Good content reaching the wrong people will in all likelihood look remarkably like bad content when you look at whether it’s actually driving the results you want. Content that’s good but off target is going to lack the necessary relevance to actually encourage lead generation or engagement or sales, despite the guts of what it is being what you thought you needed. This failure to reach the right audience can happen in one of two ways. Either it is reaching who you had in mind as a target but you missed the mark in your estimation of how big a market that audience could be for you, or it’s not actually reaching who your target is. I’ve talked before about the mismatch between who is actually watching baseball games and who advertises seem to be targeting during broadcasts before, with baseball having a wide audience and one that skews older than sports on average despite so much of the advertising seeming to be geared towards younger males, and that is a great example of just not reaching the audience you expected to. Re-examine your buyer personas, look carefully at your targeting, and then either figure out a way to get the content in front of a better audience or figure out how to adjust the content to connect with the audience you were intending. Again, if the content is good, at least the core of it should be usable even if it requires adjustments to be as effective as you hoped.

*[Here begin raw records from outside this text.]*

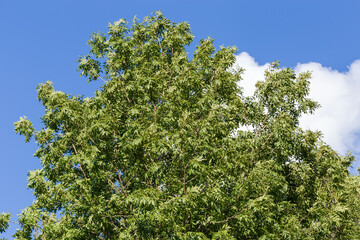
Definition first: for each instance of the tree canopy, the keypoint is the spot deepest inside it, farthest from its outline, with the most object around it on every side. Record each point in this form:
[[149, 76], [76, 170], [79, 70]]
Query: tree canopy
[[170, 148]]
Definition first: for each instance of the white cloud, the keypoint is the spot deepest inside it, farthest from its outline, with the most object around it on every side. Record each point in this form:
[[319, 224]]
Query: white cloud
[[337, 92]]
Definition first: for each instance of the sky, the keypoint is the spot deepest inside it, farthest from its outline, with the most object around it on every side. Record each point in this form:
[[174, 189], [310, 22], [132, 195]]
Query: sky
[[42, 40]]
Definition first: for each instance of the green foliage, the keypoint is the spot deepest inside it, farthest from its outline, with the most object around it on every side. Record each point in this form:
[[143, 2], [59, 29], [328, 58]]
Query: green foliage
[[158, 152]]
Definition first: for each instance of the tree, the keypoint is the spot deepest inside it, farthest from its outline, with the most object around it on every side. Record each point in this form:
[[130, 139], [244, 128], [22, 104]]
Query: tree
[[160, 152]]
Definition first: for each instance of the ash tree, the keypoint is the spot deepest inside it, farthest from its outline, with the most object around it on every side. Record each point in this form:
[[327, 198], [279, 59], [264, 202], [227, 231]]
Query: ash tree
[[160, 152]]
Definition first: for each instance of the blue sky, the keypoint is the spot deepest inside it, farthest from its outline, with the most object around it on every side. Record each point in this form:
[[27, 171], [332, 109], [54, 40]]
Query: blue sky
[[41, 40]]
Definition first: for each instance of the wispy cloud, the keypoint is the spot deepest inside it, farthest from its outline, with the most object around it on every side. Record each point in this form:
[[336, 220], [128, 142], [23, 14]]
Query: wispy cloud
[[337, 92]]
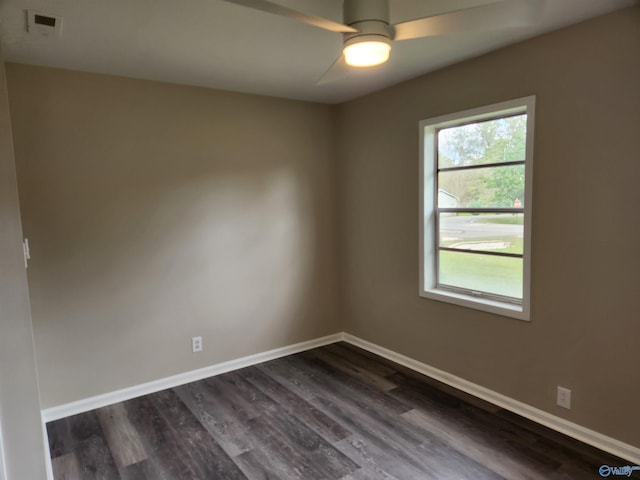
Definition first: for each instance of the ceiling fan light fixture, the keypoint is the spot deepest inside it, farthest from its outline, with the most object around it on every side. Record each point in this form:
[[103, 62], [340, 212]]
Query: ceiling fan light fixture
[[367, 51]]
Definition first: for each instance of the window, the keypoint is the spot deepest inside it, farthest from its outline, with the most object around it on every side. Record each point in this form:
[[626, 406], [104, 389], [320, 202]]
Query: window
[[475, 215]]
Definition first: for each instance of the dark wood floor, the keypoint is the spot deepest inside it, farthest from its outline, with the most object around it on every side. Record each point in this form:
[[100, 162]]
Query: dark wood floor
[[335, 412]]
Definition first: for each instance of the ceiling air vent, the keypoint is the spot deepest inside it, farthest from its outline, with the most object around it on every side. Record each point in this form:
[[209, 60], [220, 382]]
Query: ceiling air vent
[[43, 25]]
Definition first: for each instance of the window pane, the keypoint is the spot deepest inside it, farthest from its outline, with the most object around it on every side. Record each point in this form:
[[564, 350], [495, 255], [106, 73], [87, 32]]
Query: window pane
[[482, 273], [495, 232], [482, 187], [492, 141]]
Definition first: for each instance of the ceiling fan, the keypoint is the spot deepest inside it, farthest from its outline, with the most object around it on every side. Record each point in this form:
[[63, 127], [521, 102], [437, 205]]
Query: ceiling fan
[[368, 34]]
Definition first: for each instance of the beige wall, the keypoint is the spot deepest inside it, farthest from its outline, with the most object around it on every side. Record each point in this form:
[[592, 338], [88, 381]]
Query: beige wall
[[157, 213], [584, 331], [20, 426]]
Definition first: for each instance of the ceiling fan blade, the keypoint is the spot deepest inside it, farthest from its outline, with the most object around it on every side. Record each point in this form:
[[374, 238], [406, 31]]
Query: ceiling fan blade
[[337, 71], [270, 7], [501, 14]]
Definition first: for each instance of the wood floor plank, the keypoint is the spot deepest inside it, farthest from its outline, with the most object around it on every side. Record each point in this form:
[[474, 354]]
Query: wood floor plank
[[323, 459], [322, 424], [332, 413], [123, 439], [65, 467], [207, 459], [355, 355], [95, 461], [163, 446], [349, 368], [218, 415]]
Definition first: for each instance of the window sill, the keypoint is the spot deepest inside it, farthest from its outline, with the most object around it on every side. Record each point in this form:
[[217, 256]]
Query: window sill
[[519, 312]]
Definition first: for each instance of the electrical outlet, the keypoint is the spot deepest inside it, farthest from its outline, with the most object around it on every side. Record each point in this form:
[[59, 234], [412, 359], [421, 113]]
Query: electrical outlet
[[564, 397]]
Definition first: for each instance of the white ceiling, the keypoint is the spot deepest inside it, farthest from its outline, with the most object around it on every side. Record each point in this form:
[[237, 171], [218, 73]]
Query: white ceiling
[[211, 43]]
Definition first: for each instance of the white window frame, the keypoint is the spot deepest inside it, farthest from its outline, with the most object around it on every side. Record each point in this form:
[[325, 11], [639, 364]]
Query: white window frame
[[428, 198]]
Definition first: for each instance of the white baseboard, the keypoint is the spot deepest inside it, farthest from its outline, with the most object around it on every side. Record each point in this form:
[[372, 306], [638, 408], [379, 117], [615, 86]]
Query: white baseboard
[[573, 430], [91, 403], [590, 437]]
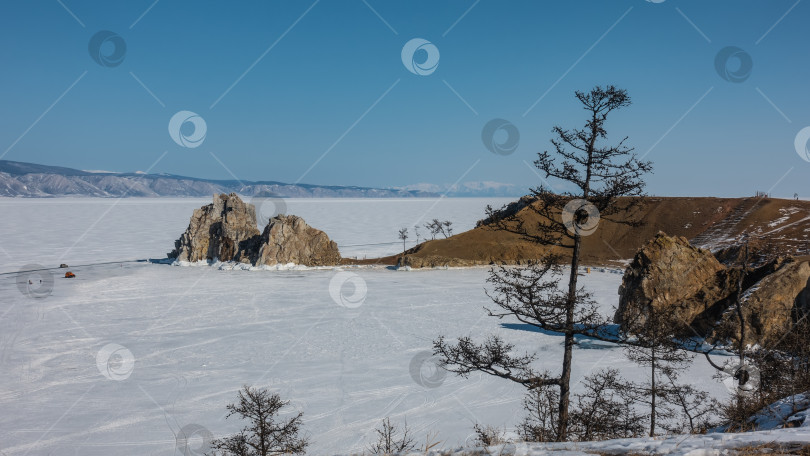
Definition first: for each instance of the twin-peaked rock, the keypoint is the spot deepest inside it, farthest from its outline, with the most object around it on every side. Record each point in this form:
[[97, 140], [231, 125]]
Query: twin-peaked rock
[[226, 230]]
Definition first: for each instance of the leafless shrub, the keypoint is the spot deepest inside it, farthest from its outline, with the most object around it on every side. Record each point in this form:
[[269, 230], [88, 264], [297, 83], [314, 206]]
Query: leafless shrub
[[265, 434]]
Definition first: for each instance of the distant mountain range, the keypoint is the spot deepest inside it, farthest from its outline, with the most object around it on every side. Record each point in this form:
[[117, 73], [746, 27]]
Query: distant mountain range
[[19, 179]]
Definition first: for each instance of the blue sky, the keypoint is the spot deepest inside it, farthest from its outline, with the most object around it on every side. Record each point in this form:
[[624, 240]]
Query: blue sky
[[323, 83]]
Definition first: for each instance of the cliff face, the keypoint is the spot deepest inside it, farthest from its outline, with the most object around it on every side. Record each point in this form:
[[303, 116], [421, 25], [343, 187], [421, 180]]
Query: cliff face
[[226, 231], [218, 231]]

You’re not sharing it widely enough or at the right time

To paraphrase “How I Met Your Mother”, you had everything but timing, and timing’s a pain. If you’re tweeting out a link to new content of any kind, think about things like time zones and what your peak time to get someone’s attention is. Are you on the west coast and trying to reach people who are three or more hours ahead of you? Is it a weekday where first thing in the morning is a prime time to get people’s attention as they do their early scan of social media and their email while they drink their coffee, or is it a weekend where people are sleeping in and heading out to breakfast and are more likely to see something closer to lunch time? You’re probably going to need to send the same link out a number of times to get the kind of coverage you want, and you’ll probably also need to share things on multiple platforms. Don’t spam people, and don’t forget to add some kind of “ICYMI/in case you missed it” note when you send out a link for the second/third/fourth/tenth time, but don’t assume that the people you want to see things will see them just by you sending them out once. This is also an instance where developing relationships with influencers in the target audience or market that you’re attempting to reach can go a long way if you take the time to send things to those influencers specifically, rather than relying on them happening to catch something as it scrolled past on their feed.

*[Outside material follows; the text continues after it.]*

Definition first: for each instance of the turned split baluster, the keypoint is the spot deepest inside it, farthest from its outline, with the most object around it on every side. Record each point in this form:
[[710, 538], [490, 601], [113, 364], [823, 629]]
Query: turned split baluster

You haven’t given it enough time

If you’re expecting to get traffic through search results, that will take a bit more time to measure accurately than social media engagement or click throughs, and the last thing you want to do is scrap what could be effective content just because you got impatient. The speed with which things get indexed is unbelievable compared to when search engines were new, but it’s still not exactly instantaneous, not to mention that it then takes time for people to find your content that way and share it to help it move up in search results. We’re not talking about geologic time here, so don’t worry that I’m expecting you to sit on content that’s not working for many months or years, but while the biggest response to something on social media is going to happen within minutes or hours of initial posting, search traffic is going to take more on the order of weeks or months. Business moves fast, but not quite at the speed of light, so sometimes a little patience is due.

Hopefully these tips will help you get that great content that may just not be producing the way you hoped in front of the right people in the right way at the time to truly inform, excite, and inspire your customers. We all have examples of content that just didn’t work the way we thought it would when we created it, so share with us in the comments, and maybe there’s new life to be had for those pieces after all!